PROJECT SUMMARY Chronic exposure to nicotine in tobacco products results in numerous health consequences (lung cancer, emphysema, hypertension, etc.) and accounts for over 6 million deaths per year. Relapse rates are high among those who attempt to quit smoking, and pharmacotherapies that seek to foster smoking cessation have moderate effectiveness. Thus, there is a significant unmet need for more effective strategies to treat nicotine dependence. Development of such strategies requires a more detailed understanding of the biological mechanisms leading to nicotine addiction. An essential goal related to mechanistic studies on nAChRs is gaining a better understanding of the location and activity of nAChRs in discrete sites within individual nerve cells. Although some basic research studies have begun to describe nAChR subcellular distribution, there is currently no plausible way to functionally interrogate nAChRs at the subcellular level. This means we are currently unable to determine whether the important nicotine-mediated functional alterations in nAChRs occur in dendrites, axons, presynaptic terminals, or in neuronal somata. Answering this key question is absolutely required for the field to fully understand the molecular and cellular basis for nicotine dependence. Here, we propose a R21/R33 phased innovation project that directly addresses these critical gaps in our ability to study native nAChRs. The R21 phase will develop and characterize a photoactivatable nicotine (PA-Nic) compound for use in nicotine “uncaging” experiments. R21 Aim 1 focusses on identification of 1 or more suitable compounds using ultraviolet/visible light optical methods, while Aim 2 will characterize promising compounds using 2-photon uncaging techniques, which offer enhanced spatial resolution.
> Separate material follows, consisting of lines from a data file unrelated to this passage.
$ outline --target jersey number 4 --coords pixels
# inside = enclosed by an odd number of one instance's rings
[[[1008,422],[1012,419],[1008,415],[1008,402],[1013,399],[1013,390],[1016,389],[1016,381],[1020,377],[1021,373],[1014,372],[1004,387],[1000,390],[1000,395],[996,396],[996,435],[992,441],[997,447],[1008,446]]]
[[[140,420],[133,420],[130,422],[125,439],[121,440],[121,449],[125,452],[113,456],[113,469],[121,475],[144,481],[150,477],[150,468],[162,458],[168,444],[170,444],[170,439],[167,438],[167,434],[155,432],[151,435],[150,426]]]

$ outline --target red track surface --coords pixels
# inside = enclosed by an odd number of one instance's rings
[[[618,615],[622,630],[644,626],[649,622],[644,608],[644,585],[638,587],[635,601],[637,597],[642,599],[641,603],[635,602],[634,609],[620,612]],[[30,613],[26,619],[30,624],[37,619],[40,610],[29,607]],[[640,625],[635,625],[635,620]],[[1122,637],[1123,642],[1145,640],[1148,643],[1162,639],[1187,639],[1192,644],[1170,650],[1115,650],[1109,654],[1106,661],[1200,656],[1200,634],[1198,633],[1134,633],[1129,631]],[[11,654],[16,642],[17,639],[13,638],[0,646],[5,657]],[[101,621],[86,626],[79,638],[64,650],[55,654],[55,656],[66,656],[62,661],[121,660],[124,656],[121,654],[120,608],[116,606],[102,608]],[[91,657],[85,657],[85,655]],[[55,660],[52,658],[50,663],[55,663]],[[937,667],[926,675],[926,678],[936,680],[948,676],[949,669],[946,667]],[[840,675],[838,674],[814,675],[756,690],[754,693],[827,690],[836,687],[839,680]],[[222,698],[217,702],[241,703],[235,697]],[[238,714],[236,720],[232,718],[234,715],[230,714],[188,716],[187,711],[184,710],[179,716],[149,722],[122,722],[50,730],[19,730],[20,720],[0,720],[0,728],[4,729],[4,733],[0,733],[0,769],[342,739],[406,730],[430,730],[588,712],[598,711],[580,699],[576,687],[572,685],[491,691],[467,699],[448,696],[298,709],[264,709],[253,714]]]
In the R33 phase, we propose to employ these innovative compounds and optical methods in discovery experiments designed to uncover new details about nAChR function. R33 Aim 1 will involve functional mapping of nAChRs on key cell types involved in nicotine dependence. R33 Aim 2 will probe how these receptors enable nicotine to participate in circuit-level modulation of neurotransmission in brain's reward system. This project represents a substantial technical advance for the cholinergic biology field, as it will not only produce new tools for widespread use, but will utilize those tools to uncover new mechanistic details about nicotine dependence.

项目摘要 长期接触烟草制品中的尼古丁会导致许多健康后果（肺癌， 肺气肿、高血压等）每年有超过600万人因此死亡复发率很高， 那些试图戒烟的人，以及寻求促进戒烟的药物疗法， 适度有效。因此，对于治疗尼古丁的更有效的策略存在显著未满足的需求。 依赖制定这样的战略需要更详细地了解生物 导致尼古丁成瘾的机制。与nAChR机制研究相关的一个基本目标是 更好地了解nAChR在单个神经内离散部位的位置和活性 细胞虽然一些基础研究已经开始描述nAChR亚细胞分布， 目前没有合理的方法在亚细胞水平上功能性地询问nAChR。这意味着我们 目前无法确定尼古丁介导的nAChRs功能改变是否 发生在树突、轴突、突触前末梢或神经元胞体中。回答这个关键问题是 该领域完全理解尼古丁依赖的分子和细胞基础绝对需要。 在这里，我们提出了一个R21/R33分阶段创新项目，直接解决我们能力中的这些关键差距， 来研究天然的乙酰胆碱受体R21阶段将开发和表征光活化尼古丁（PA-Nic） 用于尼古丁“释放”实验的化合物。R21目标1侧重于识别1个或多个 合适的化合物使用紫外/可见光光学方法，而目标2将表征有前途的 化合物使用2光子uncaging技术，这提供了增强的空间分辨率。在R33阶段，我们 建议在发现实验中使用这些创新的化合物和光学方法， 揭示nAChR功能的新细节。R33目标1将涉及关键细胞上nAChR的功能定位 尼古丁依赖的类型。R33 Aim 2将探索这些受体如何使尼古丁参与 在大脑奖励系统神经传递的回路水平调制中。该项目是一个重大的 这是胆碱能生物学领域的技术进步，因为它不仅会产生广泛使用的新工具， 将利用这些工具来揭示尼古丁依赖的新机制细节。